I recently read a post from Lorin Hochstein(@norootcause) that got me thinking a bit about my own stance on naming names in learning review. I currently leverage learning reviews, or as other may know them incident writeups, and some case post mortems (don’t use this), as a time for someone or a group to reflect on a timeline and then make observations about an event (positive or negative). This is similar to the reference that Lorin points to from Alex Hidalgo(@ahidalgosre):
This is also why I write all incident reports anonymously. “Team A Engineer” or “Team B On-call” suffices.— Alex Hidalgo (@ahidalgosre) May 22, 2021
While Lorin prefers to name names in a writeup I would respectfully disagree. While I would love to normalize the fact that incidents are just aspects of a system, especially a complex one, I do not feel that most folks have the luxury of a mature enough organization that they can follow this path just yet. I applaud Lorin for pushing this agenda and hope that as an industry we all arrive at that place I think we are not there just yet. I also believe that even if names are more anonymous you would still get the folks that would read this over and say something like “This could have been me!”.

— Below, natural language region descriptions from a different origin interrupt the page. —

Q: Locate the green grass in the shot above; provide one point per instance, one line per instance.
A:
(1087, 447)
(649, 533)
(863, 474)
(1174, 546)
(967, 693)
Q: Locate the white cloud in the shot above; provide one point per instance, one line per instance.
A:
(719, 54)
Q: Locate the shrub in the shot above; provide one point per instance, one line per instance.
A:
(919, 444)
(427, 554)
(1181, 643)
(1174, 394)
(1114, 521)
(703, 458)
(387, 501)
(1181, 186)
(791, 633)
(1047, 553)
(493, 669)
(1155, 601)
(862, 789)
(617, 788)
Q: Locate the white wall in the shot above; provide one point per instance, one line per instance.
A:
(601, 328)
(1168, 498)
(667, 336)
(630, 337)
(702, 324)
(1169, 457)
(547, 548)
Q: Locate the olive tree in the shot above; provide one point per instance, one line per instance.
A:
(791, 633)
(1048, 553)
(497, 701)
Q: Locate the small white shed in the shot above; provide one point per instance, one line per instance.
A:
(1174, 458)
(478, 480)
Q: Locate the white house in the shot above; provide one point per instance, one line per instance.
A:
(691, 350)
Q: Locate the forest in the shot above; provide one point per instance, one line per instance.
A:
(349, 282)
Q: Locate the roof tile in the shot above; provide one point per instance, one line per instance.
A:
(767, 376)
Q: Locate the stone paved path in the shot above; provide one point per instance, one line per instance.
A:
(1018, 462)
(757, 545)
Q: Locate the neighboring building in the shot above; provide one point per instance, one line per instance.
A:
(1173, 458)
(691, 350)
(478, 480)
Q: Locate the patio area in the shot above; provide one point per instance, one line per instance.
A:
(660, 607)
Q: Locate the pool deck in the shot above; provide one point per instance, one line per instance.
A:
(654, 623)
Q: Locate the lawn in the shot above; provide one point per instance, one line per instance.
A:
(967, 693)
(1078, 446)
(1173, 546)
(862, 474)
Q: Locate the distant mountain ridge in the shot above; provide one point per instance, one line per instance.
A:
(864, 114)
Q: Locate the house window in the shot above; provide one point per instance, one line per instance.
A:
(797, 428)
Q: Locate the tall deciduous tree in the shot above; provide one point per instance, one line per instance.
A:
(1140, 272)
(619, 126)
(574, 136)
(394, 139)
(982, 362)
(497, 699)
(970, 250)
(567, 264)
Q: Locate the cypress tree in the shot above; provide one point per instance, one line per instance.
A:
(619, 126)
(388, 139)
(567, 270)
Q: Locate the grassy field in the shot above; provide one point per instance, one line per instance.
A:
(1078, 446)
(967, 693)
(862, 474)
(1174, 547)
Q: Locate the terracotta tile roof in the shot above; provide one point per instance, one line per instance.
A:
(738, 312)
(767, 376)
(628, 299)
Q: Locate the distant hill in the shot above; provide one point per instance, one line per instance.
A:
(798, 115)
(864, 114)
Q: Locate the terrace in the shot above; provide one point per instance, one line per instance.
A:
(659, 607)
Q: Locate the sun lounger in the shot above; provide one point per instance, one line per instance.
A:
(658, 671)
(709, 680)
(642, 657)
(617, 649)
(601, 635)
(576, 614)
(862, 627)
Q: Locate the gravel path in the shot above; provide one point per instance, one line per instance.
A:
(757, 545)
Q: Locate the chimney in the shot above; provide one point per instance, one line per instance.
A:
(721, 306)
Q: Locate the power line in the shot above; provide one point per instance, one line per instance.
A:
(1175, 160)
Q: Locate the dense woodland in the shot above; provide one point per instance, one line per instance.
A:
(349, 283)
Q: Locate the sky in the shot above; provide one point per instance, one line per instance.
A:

In my opinion learning reviews/incident writeups are paramount to learning and growing the organization, specifically the engineering side. When we conduct them we stress as much as we can that there is no blaming or shaming but there is accountability. So while we don’t need to say Ramon from systems typo’ed the branch he was pushing to, we would identify that changes from the system team were mistakenly pushed out, or something to that effect. While it is not incorrect to include Ramon’s name, I just don’t see the value in it, at least from my experience.
Even though I don’t subscribe to this particular school of thought (at least not at the moment I am writing this) I do hope that we will all eventually end up in a state where there is no concern with regard to naming names and the second victim phenomenon. Finally, remember to plan for failure rather than avoid it :).